GDM4MMIMO: Generative Diffusion Models for Massive MIMO Communications
Zhenzhou Jin, Li You, Huibin Zhou, Yuanshuo Wang, Xiaofeng Liu, Xinrui Gong, Xiqi Gao, Derrick Wing Kwan Ng, Xiang-Gen Xia

TL;DR
This paper explores the application of generative diffusion models (GDM) to massive MIMO communications, demonstrating their potential for efficient channel estimation and discussing future research challenges in 6G networks.
Contribution
It introduces the novel use of GDM in massive MIMO systems, including a case study on near-field channel estimation, advancing the integration of generative AI in wireless communications.
Findings
GDM can effectively facilitate ultra-dimensional CSI acquisition.
The case study shows promising results for GDM in near-field channel estimation.

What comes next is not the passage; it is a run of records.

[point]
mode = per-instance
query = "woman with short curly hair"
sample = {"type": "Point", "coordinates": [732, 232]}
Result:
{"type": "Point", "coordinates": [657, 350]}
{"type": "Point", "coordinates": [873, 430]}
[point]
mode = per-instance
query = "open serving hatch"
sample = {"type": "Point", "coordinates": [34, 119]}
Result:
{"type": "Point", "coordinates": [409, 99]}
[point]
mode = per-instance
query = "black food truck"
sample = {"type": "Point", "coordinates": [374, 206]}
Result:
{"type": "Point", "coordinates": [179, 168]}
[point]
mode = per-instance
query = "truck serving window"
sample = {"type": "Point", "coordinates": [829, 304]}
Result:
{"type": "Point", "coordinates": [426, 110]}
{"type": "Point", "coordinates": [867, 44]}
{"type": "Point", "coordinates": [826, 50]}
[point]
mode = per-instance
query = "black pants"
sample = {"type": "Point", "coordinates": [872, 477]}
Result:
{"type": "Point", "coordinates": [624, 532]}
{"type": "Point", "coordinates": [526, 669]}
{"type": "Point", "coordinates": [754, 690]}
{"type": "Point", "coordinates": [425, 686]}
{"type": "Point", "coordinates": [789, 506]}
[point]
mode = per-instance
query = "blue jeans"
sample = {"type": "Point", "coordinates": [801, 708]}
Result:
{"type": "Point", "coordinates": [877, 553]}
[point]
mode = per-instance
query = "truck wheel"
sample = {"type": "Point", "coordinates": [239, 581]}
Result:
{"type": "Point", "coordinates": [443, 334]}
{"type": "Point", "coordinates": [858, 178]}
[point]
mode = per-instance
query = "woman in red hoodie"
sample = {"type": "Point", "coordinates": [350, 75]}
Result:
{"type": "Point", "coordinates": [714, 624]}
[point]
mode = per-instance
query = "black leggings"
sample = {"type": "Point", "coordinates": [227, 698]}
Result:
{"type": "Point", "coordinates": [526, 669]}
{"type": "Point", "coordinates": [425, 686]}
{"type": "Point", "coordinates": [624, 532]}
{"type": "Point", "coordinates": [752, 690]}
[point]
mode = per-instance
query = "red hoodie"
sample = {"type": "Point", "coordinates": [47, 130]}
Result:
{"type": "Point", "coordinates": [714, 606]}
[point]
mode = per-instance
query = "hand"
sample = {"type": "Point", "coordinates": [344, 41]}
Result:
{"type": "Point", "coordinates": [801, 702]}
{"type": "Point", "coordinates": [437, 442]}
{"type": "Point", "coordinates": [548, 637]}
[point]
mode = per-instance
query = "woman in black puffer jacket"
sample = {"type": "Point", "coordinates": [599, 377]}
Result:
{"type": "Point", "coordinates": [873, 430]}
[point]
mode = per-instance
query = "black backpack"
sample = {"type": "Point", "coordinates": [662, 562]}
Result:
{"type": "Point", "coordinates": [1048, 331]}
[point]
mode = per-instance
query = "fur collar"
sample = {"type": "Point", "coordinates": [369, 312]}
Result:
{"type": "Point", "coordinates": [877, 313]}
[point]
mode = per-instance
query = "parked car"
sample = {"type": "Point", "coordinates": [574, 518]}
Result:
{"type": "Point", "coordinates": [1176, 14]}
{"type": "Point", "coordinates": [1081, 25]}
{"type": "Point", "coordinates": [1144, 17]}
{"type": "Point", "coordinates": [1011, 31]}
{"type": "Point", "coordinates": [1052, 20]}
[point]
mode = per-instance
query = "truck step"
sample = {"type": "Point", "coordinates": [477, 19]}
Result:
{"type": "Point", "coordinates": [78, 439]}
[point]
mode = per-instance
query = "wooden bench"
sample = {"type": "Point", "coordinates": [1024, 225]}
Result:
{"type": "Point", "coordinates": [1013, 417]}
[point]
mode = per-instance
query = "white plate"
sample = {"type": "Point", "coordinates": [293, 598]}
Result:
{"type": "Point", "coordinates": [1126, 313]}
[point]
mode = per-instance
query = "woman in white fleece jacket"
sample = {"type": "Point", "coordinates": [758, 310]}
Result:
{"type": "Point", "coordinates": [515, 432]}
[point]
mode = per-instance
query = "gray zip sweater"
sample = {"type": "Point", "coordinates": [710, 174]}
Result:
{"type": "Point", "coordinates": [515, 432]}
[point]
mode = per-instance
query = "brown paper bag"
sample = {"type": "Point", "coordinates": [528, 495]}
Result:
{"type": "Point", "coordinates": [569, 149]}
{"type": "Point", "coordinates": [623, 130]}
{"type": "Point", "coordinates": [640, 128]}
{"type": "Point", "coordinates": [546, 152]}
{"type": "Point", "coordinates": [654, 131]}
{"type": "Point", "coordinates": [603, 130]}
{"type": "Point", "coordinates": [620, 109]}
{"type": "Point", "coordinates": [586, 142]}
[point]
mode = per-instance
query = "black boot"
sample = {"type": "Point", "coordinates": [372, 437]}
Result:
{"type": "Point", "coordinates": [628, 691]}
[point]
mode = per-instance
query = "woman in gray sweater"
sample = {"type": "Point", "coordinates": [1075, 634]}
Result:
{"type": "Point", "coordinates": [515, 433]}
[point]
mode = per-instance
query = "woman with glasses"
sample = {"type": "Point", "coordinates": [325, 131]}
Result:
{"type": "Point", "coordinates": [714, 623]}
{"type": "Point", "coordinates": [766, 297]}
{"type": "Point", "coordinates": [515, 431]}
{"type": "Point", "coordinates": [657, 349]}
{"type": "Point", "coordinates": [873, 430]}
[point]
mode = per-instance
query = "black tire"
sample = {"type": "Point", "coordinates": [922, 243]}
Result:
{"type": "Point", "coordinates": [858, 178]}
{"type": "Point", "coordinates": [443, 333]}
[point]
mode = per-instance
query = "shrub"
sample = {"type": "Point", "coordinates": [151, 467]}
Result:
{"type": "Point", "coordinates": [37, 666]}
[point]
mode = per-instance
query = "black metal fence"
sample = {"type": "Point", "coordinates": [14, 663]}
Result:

Highlights future challenges and research directions for GDM in 6G.
Abstract
Massive multiple-input multiple-output (MIMO) offers significant advantages in spectral and energy efficiencies, positioning it as a cornerstone technology of fifth-generation (5G) wireless communication systems and a promising solution for the burgeoning data demands anticipated in sixth-generation (6G) networks. In recent years, with the continuous advancement of artificial intelligence (AI), a multitude of task-oriented generative foundation models (GFMs) have emerged, achieving remarkable performance in various fields such as computer vision (CV), natural language processing (NLP), and autonomous driving. As a pioneering force, these models are driving the paradigm shift in AI towards generative AI (GenAI). Among them, the generative diffusion model (GDM), as one of state-of-the-art families of generative models, demonstrates an exceptional capability to learn implicit prior…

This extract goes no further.